WASHINGTON – A top Treasury official tried yesterday to dissuade credit unions from their opposition to the Obama administration’s proposal for a consumer financial protection agency, saying heavily regulated credit unions and banks ought to benefit by the proposed agency because it would put them on equal competitive grounds with non-banks and other lightly regulated financial services providers.
"Our proposal," Michael Barr, the Treasury’s assistant secretary for financial institutions, said during CUNA’s Government Affairs Conference, "will help strengthen the bank and credit union system, not weaken it."
The proposed consumer agency, said Barr, would also benefit credit unions by measuring their products and service up against banks and other competitors. "Credit unions will win in a competitive environment for fair, transparent pricing for consumers."
Barr’s remarks come as the House-passed financial services bill, which has a provision to create a consumer protection agency, is being considered by the Senate Banking Committee, where doubt exists about the survival of the consumer agency. Republicans oppose creating a stand-alone agency, with some asserting that existing regulatory agencies can do the job adequately.

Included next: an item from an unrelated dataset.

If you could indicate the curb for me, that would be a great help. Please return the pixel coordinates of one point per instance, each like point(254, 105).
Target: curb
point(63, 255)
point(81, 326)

But Barr said those agencies have proven themselves inadequate to the task of protecting consumers in the past, most glaringly in the case of subprime and other exotic mortgages. "Prudential regulators have too often delayed action against unfair consumer practices until the threat to bank earnings becomes palpable," he said. "Delays in addressing failures of consumer markets is deeply damaging to banks and credit unions, not just consumers."